Perhaps the problem is not the number of these "latter day Sophists" (to quote Brandeis's Frederic T. Sommers), but the appeal they have. In this case, the problem lies not with the stars but within vocal campus groups who succumb to the radical chic. Which leads us to our next group of candidates.

ARE they the campus leaders?

If the answer is yes, we should be able to find them as leaders of the various non-conservative political groups on campus. Already, you may see the trouble: the groups aren't all liberal (though some are) they aren't all radical (though a few are) and they aren't all anything else either.

The only thing these groups seem to have in common is that they aren't conservative. (Actually, even this isn't true; where do you put the Objectivists? the Libertarians?)

When David A. Plotz, in his lively opinion piece last spring "`Politically Correct' Thought Control" claimed that the left wing groups "have reached virtually identical liberal conclusions on what is `correct'," he was wrong. Most of the groups he singled out don't even have positions on the PC causes celebre.

What, after all, is the South Africa Solidarity Committee position on abortion? AIDS testing? The establishment of a women's center? Contrary to the conspiracy theories that Plotz's article could spawn, no grand meeting was held to determine the platform of the Campus Left for the '90s.

Maybe there's no activist plot to poison the hearts and minds of the student body, but the net effect of these activisms is one that produces "liberal totalitarianism." Perhaps every time an activist group opens its collective mouth, all others take that as a cue to silence themselves. That, too, seems unlikely.

The most recent example, yesterday's mock eviction of house residents by the "Israeli Military Command" staged by the Committee on Palestine, will undoubtedly cause substantial rifts in an (always) already fractured "liberal fascism." There will be those who decry the Israeli Occupation and those who say that now is no time to apologize for terrorism in any form. A broad consensus among various organizations will probably not emerge.

WELL then, are they the masses?

This, it seems, is the guts of Plotz's argument: "The result of this campus activism and media bombardment [by just a few radicals] is that the only voice that gets heard at Harvard is the voice of the PC." Which means that "Harvard's sheeplike liberal majority is large enough and accepting enough of this PC ideology to stifle campus debate." In the end, the blame falls on the "PC crowd."
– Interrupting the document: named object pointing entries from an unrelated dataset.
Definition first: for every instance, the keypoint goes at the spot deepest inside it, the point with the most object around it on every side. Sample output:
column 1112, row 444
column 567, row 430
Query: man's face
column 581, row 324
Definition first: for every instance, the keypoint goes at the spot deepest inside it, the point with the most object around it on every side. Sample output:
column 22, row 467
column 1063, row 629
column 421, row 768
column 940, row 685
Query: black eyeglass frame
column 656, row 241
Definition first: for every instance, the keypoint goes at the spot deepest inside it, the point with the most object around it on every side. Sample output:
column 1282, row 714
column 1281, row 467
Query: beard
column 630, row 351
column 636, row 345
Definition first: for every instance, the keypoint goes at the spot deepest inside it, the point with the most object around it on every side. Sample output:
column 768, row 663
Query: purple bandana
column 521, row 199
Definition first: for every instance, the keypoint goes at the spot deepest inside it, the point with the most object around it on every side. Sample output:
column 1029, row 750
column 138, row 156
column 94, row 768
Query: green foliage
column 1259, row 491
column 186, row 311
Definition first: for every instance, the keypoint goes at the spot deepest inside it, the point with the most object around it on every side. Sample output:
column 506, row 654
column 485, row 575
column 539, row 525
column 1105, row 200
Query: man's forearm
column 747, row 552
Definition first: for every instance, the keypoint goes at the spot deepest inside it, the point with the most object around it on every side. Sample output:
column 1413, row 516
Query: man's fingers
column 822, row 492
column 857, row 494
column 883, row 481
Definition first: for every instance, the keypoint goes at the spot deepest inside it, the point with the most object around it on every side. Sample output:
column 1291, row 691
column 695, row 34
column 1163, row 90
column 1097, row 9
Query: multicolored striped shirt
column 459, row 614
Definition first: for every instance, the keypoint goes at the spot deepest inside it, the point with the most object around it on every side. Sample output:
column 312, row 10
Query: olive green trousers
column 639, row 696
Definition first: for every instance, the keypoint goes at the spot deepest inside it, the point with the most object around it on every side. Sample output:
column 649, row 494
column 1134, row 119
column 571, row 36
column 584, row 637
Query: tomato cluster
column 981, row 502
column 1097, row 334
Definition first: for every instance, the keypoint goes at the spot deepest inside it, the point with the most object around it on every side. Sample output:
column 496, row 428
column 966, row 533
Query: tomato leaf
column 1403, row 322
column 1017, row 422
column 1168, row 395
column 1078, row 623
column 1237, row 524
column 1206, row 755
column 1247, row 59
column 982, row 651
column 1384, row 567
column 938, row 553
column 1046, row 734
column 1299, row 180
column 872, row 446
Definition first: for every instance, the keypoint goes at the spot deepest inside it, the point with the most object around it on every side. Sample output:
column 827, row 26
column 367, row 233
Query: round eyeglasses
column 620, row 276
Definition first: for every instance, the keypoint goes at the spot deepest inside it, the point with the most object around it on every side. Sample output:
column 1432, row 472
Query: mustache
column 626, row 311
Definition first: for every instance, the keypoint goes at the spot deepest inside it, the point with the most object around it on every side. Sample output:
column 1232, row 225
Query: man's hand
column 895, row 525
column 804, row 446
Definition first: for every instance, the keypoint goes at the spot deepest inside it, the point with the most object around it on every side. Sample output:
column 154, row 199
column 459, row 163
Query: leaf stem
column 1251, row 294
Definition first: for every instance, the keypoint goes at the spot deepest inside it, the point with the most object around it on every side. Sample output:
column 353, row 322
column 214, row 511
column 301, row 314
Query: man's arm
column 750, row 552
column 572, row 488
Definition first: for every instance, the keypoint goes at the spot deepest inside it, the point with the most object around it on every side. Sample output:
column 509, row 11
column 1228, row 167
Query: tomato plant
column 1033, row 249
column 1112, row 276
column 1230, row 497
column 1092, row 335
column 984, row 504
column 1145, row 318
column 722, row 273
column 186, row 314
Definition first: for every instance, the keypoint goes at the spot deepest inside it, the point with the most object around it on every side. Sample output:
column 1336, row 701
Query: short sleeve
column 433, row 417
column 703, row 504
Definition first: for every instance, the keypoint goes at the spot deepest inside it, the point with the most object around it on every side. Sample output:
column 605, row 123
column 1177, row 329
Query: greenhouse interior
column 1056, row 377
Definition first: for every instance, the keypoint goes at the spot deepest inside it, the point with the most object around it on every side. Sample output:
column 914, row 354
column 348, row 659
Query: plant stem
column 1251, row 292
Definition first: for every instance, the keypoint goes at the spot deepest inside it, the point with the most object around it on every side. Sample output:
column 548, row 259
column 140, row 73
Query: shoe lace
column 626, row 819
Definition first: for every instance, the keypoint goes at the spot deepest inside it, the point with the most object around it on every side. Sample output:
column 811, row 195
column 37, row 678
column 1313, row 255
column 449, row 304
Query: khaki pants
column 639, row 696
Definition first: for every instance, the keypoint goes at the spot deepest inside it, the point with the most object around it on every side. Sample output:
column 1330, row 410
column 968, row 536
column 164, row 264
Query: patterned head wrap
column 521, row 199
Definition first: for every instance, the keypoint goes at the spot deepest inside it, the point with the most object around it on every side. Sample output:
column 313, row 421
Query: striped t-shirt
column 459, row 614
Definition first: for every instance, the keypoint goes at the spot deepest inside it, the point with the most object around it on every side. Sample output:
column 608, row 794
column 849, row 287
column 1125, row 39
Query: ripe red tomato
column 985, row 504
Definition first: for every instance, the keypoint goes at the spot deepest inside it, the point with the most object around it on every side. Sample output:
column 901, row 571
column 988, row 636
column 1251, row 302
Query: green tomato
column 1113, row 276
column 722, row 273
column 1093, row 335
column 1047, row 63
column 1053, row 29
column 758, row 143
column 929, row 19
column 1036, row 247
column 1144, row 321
In other words, Plotz and others utilize the same rhetoric that they deride. By lumping students into a silent majority, they effectively silence that majority. The only people who are left with any real opinions at all are the "PC ideologues," the "oppressed conservatives" reading National Review in Lamont and campus critics such as David Plotz.

So who are the PC?

The problem is that once you have asked someone "Are you PC?" they can't be anymore. The question is equivalent to "Why don't you think?" In formulating an answer, any answer, the respondent has become someone with a reasoned, perhaps a liberal, view.

Which brings us to the startling revelation that the center of Harvard's political thought is left of America's. That does not mean that those on campus are sheeplike, unworthy or stupid. And it doesn't mean they are totalitarian. Instead, they happen to hold the majority view that is worthy of respect. They are people worthy of being asked not "Why don't you think?" but "What do you think?" In asking this, we have moved beyond PC.

Henry Louis Gates Jr. agrees: "Joining mood rings and Earth Shoes, `political correctness' has now entered into the realm of the merely facetious...After all the shouting is over, is it too much to hope that the real conversation, long deferred, may begin?"

When the inquest finally comes, and all the questions are asked, and all the answers are given, don't be surprised if the PC body turns up lost.